Suppose we already have existence and uniqueness to the above MFG system, so that we have an initial flow \(\mu^\circ\) and an equilibrium flow \(\{\mu_t\}_t\) over the time range \(t \in [t^\circ, T]\). Then the state dynamics, the HJB equation, and the dynamic programming relation are given as:

\[\begin{align} dX_t &= -\partial_x u^\mu (t, X_t) dt + dW_t &\text{state dynamics} \\ \partial_t u^\mu (t, x) &= -\frac{1}{2} \Delta u^\mu(t,x) + \frac{1}{2} |\partial_x u^\mu(t,x)|^2 - f(x, \mu_t) &\text{HJB} \\ u^\mu (T, x) &= g(x, \mu_T) &\text{HJB, terminum} \\ \mathcal{U}(t^\circ, x^\circ, \mu^\circ) &= \mathbb{E}\left[ \int_{t^\circ}^{t^\circ + \varepsilon} \left( f(X_s, \mu_s) + \frac{1}{2}|\partial_x u^\mu(s, X_s)|^2 \right) ds + \mathcal{U}(t^\circ + \varepsilon, X_{t^\circ + \varepsilon}, \mu_{t^\circ + \varepsilon}) \right] &\text{dynamic programming relation} \end{align}\]

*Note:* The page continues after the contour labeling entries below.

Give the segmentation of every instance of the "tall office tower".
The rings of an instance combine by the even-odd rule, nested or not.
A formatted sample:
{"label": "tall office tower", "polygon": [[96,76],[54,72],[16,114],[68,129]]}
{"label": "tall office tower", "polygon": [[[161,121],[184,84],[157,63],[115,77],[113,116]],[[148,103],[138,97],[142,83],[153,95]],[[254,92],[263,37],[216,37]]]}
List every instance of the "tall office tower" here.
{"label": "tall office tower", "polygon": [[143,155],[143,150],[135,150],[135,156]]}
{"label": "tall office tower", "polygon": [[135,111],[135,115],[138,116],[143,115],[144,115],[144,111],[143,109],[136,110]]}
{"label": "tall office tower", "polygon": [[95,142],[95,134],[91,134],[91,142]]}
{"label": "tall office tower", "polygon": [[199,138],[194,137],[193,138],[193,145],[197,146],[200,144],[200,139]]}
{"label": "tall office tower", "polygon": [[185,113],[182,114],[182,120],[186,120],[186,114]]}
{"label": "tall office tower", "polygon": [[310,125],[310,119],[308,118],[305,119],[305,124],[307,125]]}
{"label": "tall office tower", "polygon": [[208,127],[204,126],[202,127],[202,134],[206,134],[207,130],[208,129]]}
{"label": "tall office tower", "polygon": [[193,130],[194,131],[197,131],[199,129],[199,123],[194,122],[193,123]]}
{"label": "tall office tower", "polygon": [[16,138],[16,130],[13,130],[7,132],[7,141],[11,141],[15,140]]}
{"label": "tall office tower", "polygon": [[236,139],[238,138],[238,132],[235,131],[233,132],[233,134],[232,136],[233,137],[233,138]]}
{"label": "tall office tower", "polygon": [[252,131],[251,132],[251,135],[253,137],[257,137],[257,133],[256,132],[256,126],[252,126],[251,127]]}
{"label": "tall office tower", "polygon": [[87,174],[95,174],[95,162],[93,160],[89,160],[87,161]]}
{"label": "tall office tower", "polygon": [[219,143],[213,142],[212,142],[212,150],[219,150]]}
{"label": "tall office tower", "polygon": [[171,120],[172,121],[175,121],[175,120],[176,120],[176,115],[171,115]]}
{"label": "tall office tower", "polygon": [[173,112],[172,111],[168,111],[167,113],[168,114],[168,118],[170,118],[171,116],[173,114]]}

where as a reminder, the running cost comes from plugging in the optimal control into the original cost functional. Since the generalized value function \(\mathcal{U}\) represents the minimization under the mean field flow, the goal will be to find a suitable expansion by applying a stochastic chain rule to this relation, and therefore obtain an “HJB-style” equation in these now-unified forward-backward dynamics.

The difficulty, however, is that this generalized value function \(\mathcal{U}\) depends directly on the mean field flow \(\mu\) (as well as indirectly via \(u^\mu\)), and this \(\mu\) is a probability measure. So we need a way to take derivatives on the space of probability measures, where probability measures are the primary objects of interest.